Лина как будто поблекла. Густая тень легла на ее прежде милое лицо, светившееся обаянием юности. Теперь губы сжаты, тонкая морщинка прорезала лоб. А глаза! Он вспомнил жуткие озера из своего сна.
— Так, разные неприятности житейские, — с фальшивой небрежностью ответила девушка, избегая его взгляда. Валерия покоробило: так неестественно прозвучало это словечко «житейские». На что она намекала?… На сердечные женские тайны? Ему до этого нет дела!
Он долго лежал, смежив веки. Лина подумала даже, что он заснул. Но едва она пошевелилась, чтобы встать, он глухо вымолвил:
— Не так представлял я все это.
— Что… это? — спросила она, запинаясь.
— Ну, праздник, что ли… Солнце наше… — нехотя пояснил он и добавил: — Задерживаю тебя? Ты иди. Наверное, дела…
Ему стало нестерпимо горько, когда Лина словно обрадовалась этим словам и, попрощавшись, торопливо ушла. Липатов окончательно поугрюмел. Отвернулся к стене и лежал весь день, уставясь в одну точку. И опять в провалах кошмарной дремоты виделись бесконечные, мертвые, гулкие пещеры.
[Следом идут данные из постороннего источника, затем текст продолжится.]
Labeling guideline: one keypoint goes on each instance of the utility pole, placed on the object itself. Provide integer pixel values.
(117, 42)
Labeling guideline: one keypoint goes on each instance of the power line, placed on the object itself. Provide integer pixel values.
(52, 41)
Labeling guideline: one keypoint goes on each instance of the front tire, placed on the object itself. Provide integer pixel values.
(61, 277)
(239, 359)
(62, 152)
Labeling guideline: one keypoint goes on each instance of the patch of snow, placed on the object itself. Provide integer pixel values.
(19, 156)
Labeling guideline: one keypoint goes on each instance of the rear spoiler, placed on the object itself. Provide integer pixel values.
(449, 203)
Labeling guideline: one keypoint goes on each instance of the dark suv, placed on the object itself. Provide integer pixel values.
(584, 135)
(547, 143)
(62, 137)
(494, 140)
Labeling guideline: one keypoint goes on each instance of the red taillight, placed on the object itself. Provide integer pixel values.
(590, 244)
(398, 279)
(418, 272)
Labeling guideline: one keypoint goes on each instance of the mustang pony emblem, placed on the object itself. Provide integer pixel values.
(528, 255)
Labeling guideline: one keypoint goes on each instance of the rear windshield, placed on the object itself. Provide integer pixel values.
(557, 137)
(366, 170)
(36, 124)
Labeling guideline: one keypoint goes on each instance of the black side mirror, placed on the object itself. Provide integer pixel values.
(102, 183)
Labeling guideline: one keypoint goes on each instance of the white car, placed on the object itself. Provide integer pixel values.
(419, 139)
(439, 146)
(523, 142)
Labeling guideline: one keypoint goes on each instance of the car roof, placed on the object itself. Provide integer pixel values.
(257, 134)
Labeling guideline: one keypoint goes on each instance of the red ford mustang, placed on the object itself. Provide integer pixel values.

Вечером, подкравшись к двери, он выглянул в коридор. Там было пустынно, лишь невдалеке, у окна, стояла женщина в белом. Она обернулась и, подняв руку, словно защищаясь, отшатнулась. Липатов заметил, что ее искаженное лицо мокро от слез. Когда он посмотрел снова, ее уже не было.
Неожиданно для себя он пошел, потом побежал в дальний конец коридора, где за стеклянными дверями был внутренний сад — настоящий уголок зеленого царства. Здесь отдыхали больные, а сейчас царили тишина и полумрак. Упав в кресло, Валерий несколько секунд не двигался, стараясь унять неровно бьющееся сердце. Потом дотянулся до видео, надавил клавишу. И вдруг…
Три портрета — во весь экран. Один — Липатову неизвестный, зато два других… Стахов и он — Юлий! Зачем эта музыка, надрывающая душу? И — черная кайма вокруг?…
Беспощадно-резкий свет рассек сознание. Вскрикнув так, что все, кто ни был тогда в больнице, содрогнулись от этого нечеловеческого стона, Липатов отшвырнул видео и рухнул…
Они стояли посреди Площади звездных кораблей, у подножия величественного Памятника Троим. Лицо Юлия, отлитое из золотистого металла, было строгим и вдохновенным. Слегка подняв голову, он, казалось, глядел ввысь, на далекие созвездия.
— Никто не ожидал, что процесс выйдет из-под контроля планеты, — говорила Лина. — Шар мог взорваться в любую минуту, испепелить Астроград и все базы. Ближе других оказался космолет Стахова. И они пошли. Причалили, открыли аварийный люк…
Валерий, не отрываясь, разглядывал лицо Юлия, бесконечно родного Ю, пытаясь понять мысль, запечатленную в его неподвижном взгляде.
— Стахов вошел первым, — продолжала Лина. — Он передал им чертежи регулирующего блока и просил ждать десять минут: столько можно было продержаться там в обычном скафандре — ведь температура в Шаре быстро повышалась.